A BSM terá orçamento próprio, recursos humanos especializados e poderá dispor de recursos decorrentes de suas atividades, oriundos de diversas fontes, dentre elas: (i) contribuições do Associado Mantenedor; (ii) taxa referente à administração do Mecanismo de Ressarcimento de Prejuízos, nos termos da regulamentação estabelecida pela CVM; (iii) taxas relacionadas às atividades de supervisão, fiscalização, auditoria, suporte operacional e administrativo e outros serviços; e (iv) multas aplicadas aos infratores das suas próprias normas e das normas, mercados e atividades que lhe compete supervisionar e fiscalizar.

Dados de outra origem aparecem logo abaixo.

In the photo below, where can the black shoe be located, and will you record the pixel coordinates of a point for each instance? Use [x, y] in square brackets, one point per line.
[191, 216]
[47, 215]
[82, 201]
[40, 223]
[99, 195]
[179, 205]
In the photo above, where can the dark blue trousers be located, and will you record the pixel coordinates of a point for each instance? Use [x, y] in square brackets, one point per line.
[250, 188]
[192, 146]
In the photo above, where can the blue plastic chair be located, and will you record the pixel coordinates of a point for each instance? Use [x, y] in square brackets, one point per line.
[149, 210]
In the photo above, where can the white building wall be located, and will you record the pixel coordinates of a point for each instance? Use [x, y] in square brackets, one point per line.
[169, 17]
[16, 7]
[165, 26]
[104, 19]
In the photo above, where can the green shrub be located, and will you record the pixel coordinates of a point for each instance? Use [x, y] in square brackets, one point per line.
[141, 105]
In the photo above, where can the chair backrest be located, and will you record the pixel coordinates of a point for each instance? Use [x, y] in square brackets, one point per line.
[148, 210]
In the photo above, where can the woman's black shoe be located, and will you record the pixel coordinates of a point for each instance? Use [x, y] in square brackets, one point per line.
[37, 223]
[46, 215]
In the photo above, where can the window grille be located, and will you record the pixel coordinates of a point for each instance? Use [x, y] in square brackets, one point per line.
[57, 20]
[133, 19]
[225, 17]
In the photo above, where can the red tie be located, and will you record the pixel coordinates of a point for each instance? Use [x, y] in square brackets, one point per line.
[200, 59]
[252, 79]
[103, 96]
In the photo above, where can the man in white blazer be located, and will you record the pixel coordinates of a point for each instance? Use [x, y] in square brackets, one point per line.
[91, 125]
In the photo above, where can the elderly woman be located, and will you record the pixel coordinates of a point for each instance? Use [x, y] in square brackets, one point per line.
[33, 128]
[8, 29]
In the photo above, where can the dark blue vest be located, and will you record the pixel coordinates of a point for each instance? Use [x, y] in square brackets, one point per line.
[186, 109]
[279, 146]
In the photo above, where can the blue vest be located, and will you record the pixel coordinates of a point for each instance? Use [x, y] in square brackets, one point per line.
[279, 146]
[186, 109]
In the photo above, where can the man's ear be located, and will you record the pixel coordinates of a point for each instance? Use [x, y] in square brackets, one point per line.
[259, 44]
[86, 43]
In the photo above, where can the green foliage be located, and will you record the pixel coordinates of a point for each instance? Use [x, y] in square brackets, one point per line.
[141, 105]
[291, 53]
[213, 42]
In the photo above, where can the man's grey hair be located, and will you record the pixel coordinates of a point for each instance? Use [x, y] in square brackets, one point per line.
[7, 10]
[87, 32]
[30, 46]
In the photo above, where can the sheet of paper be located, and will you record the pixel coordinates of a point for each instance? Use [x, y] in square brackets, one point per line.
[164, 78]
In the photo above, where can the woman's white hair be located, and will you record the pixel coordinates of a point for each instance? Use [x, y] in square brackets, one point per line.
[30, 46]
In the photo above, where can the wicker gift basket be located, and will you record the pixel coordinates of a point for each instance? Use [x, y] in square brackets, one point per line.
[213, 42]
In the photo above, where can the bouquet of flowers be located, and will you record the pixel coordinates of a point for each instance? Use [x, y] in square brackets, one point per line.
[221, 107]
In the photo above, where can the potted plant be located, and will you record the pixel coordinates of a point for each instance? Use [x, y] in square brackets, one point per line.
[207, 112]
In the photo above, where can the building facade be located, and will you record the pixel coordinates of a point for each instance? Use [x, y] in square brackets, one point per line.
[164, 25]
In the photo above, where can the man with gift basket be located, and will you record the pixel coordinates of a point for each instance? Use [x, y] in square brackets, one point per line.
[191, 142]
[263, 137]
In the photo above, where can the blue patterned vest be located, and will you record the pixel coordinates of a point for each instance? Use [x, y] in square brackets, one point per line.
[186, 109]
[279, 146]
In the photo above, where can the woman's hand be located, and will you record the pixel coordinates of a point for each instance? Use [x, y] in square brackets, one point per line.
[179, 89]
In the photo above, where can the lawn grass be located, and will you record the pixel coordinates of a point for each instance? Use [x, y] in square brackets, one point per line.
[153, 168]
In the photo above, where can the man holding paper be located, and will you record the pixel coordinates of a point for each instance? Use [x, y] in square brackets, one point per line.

Os recursos arrecadados com as multas aplicadas serão obrigatoriamente revertidos para as atividades e serviços da BSM e para seu aprimoramento, o que também tem por objetivo impedir a prática da subsidiação cruzada acima mencionada. As penalidades que podem ser aplicadas pela BSM são: (i) advertência; (ii) multa, que não excederá o maior dos seguintes valores: (a) R$ 500.000,00; (b) 50% do valor da operação irregular; ou (c) 3 vezes o montante da vantagem econômica obtida ou da perda evitada em decorrência do ilícito; (iii) suspensão, observado o prazo máximo de 90 dias; (iv) inabilitação temporária, pelo prazo máximo de 10 anos, para o exercício de cargos de administradores, empregados, operadores, prepostos e representantes da própria BSM, do Associado Mantenedor, dos Participantes e dos Agentes; e (v) outras penalidades previstas nas normas regulamentares e operacionais da própria BM&FBOVESPA. O Diretor de Auto-Regulação poderá ainda estabelecer multa cominatória diária, que incidirá a partir do dia seguinte ao término do prazo previsto para o cumprimento da obrigação, ou até a cessação da prática de atos proibidos pela BSM, não excedente a R$ 1.000,00 por dia. As penalidades aplicadas pela BSM podem ser impostas ao(s): (i) Associado Mantenedor, neste caso limitadas à advertência e multa; (ii) Conselheiros, Diretor de Auto-Regulação e demais empregados e prepostos da BSM; (iii) Administradores, empregados e prepostos do Associado Mantenedor e os representantes desse perante a BSM; e (iv) Participantes e Agentes e seus respectivos administradores, empregados, operadores, representantes e prepostos.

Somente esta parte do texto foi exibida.